Lost & Found has announced the release of its latest charitable initiative under the Give a F**k umbrella called ONE. This is a cigar being done with the participation of Protocol Cigars where 100% of the proceeds from the sale of the product will go to Tunnels To Towers Foundation.

It’s the first project that Protocol Cigars has been involved with outside the La Zona factory.

“In the continued wake of 911 and it’s impact on first responders and their families, we wanted to do something to benefit those who sacrificed and selflessly put their lives on the line to save New Yorkers during the 911 attacks.
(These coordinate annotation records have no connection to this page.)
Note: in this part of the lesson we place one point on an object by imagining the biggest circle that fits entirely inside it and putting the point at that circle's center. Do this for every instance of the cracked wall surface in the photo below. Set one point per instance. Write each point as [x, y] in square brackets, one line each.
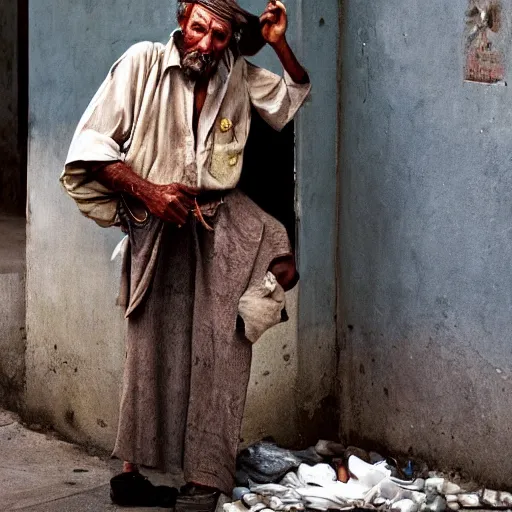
[426, 241]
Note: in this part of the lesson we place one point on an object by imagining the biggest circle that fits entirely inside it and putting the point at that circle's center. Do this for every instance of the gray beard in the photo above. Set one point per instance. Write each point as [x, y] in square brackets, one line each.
[196, 65]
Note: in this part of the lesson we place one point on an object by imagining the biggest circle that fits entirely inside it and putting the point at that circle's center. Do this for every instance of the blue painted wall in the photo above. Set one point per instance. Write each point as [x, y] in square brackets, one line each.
[426, 246]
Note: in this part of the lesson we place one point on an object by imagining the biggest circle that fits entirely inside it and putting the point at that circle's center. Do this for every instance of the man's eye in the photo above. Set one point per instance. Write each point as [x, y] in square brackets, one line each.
[221, 36]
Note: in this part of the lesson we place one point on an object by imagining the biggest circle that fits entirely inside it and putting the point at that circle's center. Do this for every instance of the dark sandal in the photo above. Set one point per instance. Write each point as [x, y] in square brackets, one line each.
[135, 490]
[195, 498]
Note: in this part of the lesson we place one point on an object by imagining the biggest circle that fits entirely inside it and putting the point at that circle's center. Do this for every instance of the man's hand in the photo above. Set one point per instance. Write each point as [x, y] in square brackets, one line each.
[274, 22]
[171, 203]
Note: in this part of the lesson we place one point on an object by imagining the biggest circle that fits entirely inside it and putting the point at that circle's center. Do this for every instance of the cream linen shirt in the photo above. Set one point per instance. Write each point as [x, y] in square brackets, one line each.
[142, 114]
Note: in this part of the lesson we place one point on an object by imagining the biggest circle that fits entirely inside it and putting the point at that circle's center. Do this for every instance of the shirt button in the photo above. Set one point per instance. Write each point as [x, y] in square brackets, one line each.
[225, 125]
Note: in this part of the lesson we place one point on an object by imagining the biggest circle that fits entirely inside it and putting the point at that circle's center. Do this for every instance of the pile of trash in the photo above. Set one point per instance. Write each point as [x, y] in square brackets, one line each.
[330, 477]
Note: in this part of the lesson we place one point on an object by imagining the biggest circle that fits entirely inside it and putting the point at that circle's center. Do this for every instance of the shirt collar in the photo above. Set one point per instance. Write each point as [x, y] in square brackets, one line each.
[172, 59]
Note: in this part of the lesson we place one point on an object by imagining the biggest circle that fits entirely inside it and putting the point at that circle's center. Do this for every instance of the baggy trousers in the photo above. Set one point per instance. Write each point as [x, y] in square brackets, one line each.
[187, 366]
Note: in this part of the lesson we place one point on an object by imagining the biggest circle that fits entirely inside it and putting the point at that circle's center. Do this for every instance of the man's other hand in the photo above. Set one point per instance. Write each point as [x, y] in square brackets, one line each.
[274, 22]
[171, 203]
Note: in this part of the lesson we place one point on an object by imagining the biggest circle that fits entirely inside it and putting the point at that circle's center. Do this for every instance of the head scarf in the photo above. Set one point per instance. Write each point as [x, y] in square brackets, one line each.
[246, 26]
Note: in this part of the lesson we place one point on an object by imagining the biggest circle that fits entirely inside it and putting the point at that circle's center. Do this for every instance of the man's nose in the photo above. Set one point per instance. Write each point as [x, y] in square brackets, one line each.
[205, 45]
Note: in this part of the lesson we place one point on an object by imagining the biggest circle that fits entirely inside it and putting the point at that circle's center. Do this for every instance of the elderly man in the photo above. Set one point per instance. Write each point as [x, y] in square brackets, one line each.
[159, 153]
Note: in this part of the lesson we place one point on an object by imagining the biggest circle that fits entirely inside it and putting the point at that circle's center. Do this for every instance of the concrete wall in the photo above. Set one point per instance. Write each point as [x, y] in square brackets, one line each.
[12, 339]
[426, 240]
[75, 333]
[10, 183]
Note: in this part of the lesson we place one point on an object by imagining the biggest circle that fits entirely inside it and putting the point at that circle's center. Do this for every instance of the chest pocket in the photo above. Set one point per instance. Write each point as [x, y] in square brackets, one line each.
[231, 131]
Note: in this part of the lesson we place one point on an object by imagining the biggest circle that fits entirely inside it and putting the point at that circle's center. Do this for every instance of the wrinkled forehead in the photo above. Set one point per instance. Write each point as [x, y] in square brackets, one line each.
[206, 17]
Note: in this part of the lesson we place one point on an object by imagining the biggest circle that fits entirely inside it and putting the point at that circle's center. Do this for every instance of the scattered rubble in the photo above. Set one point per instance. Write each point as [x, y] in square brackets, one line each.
[330, 477]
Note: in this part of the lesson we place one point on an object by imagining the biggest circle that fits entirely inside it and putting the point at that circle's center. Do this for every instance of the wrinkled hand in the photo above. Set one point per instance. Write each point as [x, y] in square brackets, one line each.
[274, 22]
[171, 203]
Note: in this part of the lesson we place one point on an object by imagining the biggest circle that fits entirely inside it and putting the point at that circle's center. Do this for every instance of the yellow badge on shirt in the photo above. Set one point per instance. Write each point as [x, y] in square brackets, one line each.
[225, 125]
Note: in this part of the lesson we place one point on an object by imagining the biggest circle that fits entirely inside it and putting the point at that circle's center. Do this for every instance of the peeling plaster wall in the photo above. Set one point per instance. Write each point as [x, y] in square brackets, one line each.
[426, 240]
[75, 342]
[10, 183]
We worked closely with Protocol Cigars to find the right foundation and also to help Carry the marketing message forward,” commented Robert Caldwell in a press release.

Juan Cancel of Protocol Cigars added, “It is a pleasure and an honor to be involved with this project. Being a first responder during 9/11 and seeing firsthand how bad things were, it is great to be involved with this cigar. It’s a great feeling as a first responder to have people do these kinds of things. It’s nice to feel appreciate for putting our lives on the line and paying homage to those that gave the ultimate sacrifice. We thankful to the Caldwell Cigars and Lost&Found for including us in this project!”

The ONE cigar is a 50 x 5 Robusto. It features an all-Dominican blend highlighted by a Dominican Habano wrapper. The cigars are sold in ten-count bundles with a total of 600 bundles being made available. Pricing is set at $11.00 per cigar.

Lost & Found is a company founded by Robert Caldwell, Tony Bellatto, and Jaclyn Sears. The company typically buys up releases from factories, gives it new packaging, and then makes them available for consumers. Give a F**k is a new initiative launched by Lost & Found in 2020 where the company will donate a percentage of profits to charitable causes. ONE represents the third cause Lost & Found is getting behind for 2020. Earlier this year, Lost & Found released No Free Lunch to raise funds for homeless hunger. This was followed up by a series of cigars to raise funds for inner city education.